Design of an Ultrasonic Concentrator for Vibro-Tactile Sensors Using Electro-Mechanical Analogy

Vibro-tactile sensors have been utilized to measure the mechanical properties of soft materials based on the shift of resonant frequency. However, their low signal to noise ratio (SNR) has impeded them from critical applications where accurate measurements are required. One of the ways to improve the SNR is to add an ultrasonic concentrator as a mechanical filter to the vibro-tactile sensor. In order to maximize the SNR, the concentrator should be optimally designed; however, systematic design approach of the concentrator has rarely been considered so far.

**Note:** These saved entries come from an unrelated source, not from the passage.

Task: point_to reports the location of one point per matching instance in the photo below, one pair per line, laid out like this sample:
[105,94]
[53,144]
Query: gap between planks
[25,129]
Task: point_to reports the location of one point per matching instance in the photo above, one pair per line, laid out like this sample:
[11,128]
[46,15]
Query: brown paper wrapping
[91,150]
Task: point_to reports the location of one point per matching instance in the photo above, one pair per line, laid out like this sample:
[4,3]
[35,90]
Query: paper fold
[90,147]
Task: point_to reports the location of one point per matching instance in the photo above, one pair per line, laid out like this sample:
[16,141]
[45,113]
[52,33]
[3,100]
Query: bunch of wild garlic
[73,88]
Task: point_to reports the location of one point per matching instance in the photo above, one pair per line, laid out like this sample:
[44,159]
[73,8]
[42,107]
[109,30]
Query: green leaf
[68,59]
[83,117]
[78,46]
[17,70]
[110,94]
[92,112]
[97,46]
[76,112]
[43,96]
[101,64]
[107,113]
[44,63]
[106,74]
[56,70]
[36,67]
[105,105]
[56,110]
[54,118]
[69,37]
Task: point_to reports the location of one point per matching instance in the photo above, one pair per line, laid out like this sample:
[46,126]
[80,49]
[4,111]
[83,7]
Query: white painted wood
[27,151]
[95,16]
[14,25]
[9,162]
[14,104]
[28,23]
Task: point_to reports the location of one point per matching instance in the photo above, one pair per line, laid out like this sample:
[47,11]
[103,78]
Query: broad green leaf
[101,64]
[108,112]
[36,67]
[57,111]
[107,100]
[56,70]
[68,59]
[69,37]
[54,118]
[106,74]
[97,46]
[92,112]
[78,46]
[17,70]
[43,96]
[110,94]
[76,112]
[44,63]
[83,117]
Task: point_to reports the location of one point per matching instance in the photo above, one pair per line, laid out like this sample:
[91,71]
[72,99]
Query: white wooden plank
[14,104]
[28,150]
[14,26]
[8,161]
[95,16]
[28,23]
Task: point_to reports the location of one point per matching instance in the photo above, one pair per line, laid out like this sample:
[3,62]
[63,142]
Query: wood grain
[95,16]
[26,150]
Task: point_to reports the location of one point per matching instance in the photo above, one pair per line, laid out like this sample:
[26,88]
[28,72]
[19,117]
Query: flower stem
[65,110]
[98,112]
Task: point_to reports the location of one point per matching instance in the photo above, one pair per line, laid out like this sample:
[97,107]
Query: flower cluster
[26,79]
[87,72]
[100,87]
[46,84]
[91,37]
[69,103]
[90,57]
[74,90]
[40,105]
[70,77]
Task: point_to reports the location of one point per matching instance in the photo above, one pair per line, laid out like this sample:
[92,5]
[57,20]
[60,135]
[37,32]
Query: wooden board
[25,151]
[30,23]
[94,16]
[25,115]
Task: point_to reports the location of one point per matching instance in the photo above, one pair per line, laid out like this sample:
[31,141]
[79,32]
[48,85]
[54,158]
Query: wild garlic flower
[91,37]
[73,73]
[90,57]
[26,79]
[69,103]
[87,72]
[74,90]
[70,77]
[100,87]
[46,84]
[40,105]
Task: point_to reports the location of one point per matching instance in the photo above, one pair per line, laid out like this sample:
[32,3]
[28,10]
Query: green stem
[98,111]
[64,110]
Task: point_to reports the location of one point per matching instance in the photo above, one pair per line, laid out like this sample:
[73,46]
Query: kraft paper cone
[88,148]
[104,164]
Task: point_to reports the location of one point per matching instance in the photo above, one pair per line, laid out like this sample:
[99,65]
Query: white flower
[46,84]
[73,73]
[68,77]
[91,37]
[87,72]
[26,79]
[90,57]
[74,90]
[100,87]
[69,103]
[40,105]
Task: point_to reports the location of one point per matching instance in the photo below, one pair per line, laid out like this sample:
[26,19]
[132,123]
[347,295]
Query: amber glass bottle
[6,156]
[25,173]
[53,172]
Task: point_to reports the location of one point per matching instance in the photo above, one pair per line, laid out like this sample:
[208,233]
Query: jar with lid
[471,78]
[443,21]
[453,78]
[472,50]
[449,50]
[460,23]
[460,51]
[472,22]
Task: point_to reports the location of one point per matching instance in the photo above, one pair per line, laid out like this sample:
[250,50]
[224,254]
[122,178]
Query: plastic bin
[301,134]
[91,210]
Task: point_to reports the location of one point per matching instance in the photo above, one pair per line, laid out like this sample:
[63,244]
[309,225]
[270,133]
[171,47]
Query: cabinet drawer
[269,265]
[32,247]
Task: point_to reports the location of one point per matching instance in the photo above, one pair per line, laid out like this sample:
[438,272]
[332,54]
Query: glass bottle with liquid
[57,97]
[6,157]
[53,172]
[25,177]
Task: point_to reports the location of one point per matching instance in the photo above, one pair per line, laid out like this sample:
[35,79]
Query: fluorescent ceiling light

In this paper, a hybrid design approach employing both analytical analysis and numerical simulation is presented. For analytical analysis, impedance analogy was used to facilitate the designing process, and the numerical simulation using FEA was conducted to carry out the parametric refinement of the design. The performance of the final design was verified by mechanical and electrical characteristics tests. Tests results indicate that the longitudinal resonance mode of the sensor was significantly enhanced and the increase in its mechanical quality factor was achieved by the ultrasonic concentrator. The tactile sensing experiments on the silicone rubber samples showed the high potential of the vibro-tactile sensor in estimating the elastic moduli of soft materials in the range of 5–100 kPa, which is not readily available with conventional testing methods.